Slimm was wise, as usual, and had the patient sign a refusal form on which Slimm wrote ‘Patient refused closest hospital.’

I hated to take a firefighter so far out of the county, but I really didn’t have a choice. We told the other guys on the engine that we would bring him back. I really don’t like to take riders, but I felt like something bad was going to happen, and I would need the help.

Something bad happened, and I needed the help.

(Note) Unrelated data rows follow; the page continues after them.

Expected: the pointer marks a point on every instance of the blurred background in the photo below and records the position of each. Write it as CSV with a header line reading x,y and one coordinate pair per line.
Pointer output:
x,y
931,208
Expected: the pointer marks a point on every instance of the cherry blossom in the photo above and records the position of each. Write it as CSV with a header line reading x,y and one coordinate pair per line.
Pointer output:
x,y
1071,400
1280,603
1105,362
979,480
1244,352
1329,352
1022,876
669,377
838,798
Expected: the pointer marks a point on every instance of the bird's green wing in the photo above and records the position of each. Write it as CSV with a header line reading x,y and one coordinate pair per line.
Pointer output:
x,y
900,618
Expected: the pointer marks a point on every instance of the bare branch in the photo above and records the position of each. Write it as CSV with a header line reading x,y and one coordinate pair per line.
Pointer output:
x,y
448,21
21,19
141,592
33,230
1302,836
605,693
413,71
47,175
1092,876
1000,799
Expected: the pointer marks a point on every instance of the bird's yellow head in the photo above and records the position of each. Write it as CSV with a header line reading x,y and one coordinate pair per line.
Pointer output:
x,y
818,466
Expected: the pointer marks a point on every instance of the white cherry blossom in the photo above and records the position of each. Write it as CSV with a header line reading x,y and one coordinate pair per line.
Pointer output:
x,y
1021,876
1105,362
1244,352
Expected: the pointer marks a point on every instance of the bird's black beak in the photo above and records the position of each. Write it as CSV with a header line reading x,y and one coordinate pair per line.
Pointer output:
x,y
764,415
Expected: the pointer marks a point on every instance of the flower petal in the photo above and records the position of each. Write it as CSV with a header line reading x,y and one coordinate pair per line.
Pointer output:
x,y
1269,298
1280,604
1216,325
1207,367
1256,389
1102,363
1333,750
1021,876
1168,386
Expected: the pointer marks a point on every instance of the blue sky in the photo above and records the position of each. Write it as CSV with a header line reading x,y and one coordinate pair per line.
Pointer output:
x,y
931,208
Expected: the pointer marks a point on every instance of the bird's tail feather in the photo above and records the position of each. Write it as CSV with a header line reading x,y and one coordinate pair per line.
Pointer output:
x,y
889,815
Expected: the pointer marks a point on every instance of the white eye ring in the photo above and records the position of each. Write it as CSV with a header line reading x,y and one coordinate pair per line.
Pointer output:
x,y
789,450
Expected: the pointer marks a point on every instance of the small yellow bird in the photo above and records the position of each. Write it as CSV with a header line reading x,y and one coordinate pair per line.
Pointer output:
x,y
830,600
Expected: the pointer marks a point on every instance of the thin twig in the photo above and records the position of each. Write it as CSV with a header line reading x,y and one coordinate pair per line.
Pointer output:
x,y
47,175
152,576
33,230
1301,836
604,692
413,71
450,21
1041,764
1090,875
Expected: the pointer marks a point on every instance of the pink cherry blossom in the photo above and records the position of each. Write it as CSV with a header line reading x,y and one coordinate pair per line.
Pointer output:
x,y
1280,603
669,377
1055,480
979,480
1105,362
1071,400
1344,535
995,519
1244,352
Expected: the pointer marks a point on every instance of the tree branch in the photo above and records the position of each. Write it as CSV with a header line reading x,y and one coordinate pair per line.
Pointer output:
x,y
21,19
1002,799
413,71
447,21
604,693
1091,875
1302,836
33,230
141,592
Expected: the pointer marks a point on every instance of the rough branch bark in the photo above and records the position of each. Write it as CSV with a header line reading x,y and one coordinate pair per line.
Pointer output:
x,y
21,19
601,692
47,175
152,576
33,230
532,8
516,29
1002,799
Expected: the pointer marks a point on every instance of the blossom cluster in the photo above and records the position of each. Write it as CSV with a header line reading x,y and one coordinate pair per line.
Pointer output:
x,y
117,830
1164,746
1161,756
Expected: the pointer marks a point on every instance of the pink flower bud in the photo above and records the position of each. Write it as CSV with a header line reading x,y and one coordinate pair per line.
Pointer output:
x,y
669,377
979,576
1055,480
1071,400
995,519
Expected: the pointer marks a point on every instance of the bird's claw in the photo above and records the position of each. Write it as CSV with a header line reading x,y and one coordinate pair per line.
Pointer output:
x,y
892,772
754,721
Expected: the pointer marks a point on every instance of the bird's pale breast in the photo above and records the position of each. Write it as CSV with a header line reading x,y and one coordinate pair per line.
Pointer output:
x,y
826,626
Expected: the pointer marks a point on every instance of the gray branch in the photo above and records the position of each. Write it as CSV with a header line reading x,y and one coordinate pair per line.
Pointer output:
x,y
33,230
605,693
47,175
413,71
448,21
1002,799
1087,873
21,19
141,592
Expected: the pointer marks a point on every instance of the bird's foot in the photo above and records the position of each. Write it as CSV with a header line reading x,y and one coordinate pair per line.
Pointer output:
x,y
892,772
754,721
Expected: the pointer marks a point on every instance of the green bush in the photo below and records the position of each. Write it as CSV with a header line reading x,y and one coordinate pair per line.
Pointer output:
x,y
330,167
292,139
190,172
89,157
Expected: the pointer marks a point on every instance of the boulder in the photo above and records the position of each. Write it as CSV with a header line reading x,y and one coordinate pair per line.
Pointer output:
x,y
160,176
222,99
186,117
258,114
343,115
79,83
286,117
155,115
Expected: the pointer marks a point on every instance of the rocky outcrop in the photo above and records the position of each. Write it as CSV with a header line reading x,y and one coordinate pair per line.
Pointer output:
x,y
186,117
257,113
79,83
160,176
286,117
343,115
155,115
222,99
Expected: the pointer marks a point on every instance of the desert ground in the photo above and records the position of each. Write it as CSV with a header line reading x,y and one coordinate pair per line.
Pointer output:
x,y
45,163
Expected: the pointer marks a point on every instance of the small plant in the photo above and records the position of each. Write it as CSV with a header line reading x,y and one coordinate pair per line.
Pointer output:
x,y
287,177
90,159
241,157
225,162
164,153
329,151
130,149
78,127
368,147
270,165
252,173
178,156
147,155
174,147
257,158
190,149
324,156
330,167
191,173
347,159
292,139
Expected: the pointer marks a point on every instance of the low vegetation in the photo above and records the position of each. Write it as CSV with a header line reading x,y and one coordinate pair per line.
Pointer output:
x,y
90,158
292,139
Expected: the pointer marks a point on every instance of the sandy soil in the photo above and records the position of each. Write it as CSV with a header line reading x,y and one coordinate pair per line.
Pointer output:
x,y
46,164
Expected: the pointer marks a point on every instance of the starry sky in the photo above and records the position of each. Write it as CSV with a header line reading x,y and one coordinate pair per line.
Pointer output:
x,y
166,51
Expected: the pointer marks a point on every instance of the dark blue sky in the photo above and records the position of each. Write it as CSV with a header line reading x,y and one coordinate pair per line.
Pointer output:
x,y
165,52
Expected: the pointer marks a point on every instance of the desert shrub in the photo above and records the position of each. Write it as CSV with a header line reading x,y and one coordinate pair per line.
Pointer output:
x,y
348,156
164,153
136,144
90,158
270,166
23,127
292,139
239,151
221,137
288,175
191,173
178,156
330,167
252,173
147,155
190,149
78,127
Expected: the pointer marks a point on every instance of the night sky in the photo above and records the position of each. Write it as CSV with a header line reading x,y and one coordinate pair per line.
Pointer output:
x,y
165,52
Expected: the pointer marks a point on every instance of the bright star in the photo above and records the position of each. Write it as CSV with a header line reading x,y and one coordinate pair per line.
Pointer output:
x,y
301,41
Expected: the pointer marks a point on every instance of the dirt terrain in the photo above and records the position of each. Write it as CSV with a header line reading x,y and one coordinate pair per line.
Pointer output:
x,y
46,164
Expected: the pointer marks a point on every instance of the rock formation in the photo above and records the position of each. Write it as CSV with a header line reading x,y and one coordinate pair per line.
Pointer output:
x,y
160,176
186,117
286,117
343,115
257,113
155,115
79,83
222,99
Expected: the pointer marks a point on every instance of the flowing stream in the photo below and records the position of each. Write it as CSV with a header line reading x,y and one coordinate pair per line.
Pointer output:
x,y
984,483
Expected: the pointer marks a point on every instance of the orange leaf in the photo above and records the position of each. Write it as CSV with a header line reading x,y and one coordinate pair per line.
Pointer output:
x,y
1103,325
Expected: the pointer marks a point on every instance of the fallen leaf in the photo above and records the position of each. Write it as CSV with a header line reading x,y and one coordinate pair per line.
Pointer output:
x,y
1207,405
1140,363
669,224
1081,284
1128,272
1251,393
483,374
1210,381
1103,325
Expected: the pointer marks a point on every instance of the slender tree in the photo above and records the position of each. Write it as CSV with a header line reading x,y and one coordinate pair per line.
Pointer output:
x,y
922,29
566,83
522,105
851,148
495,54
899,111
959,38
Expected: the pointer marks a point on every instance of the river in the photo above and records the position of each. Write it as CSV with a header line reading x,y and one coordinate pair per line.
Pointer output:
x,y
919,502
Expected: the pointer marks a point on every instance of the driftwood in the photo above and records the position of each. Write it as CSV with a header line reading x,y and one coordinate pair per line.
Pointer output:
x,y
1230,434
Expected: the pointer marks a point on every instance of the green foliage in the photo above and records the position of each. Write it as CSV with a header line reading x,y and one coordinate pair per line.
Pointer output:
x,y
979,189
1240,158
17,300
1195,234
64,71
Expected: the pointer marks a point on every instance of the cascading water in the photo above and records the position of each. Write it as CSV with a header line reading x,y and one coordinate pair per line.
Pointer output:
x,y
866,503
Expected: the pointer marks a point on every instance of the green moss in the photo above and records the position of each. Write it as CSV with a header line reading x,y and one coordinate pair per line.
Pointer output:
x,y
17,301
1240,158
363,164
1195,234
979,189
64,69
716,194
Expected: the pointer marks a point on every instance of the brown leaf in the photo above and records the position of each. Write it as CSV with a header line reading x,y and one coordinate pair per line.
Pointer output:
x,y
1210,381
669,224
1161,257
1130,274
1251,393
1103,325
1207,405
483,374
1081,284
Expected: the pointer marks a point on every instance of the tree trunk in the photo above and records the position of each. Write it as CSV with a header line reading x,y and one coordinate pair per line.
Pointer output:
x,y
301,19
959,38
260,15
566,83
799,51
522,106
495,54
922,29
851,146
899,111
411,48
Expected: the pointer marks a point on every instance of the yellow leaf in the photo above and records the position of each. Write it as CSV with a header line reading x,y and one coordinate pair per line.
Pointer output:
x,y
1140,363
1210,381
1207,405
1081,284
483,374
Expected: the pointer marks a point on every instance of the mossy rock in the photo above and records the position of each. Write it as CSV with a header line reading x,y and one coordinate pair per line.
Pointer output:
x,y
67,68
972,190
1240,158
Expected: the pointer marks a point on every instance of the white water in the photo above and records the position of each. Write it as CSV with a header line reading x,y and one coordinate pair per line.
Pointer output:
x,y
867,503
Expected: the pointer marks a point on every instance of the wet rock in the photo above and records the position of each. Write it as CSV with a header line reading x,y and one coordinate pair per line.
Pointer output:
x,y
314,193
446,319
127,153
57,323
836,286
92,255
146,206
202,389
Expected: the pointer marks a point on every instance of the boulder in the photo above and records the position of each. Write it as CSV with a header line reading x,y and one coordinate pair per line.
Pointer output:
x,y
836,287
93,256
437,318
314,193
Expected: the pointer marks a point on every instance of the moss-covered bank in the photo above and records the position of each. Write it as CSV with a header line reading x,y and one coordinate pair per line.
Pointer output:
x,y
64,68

About six minutes after passing Local Hospital, the patient went into v-fib. Even though my defibrillator pads were already on, and it took about 5 seconds to deliver the shock, it didn’t work. After Amiodarone and two more defibrillations, he was in asystole.

Slimm diverted us to Local Hospital, and the patient never came out of asystole.

If he would have gone to Local Hospital, the outcome would likely have been the same, but I can’t help to think that it might have been different. If he would have listened to the advice of the providers on scene, he might have survived. But he made a bad decision.

Someone once told me something very wise.

“People have the right to make bad decisions.”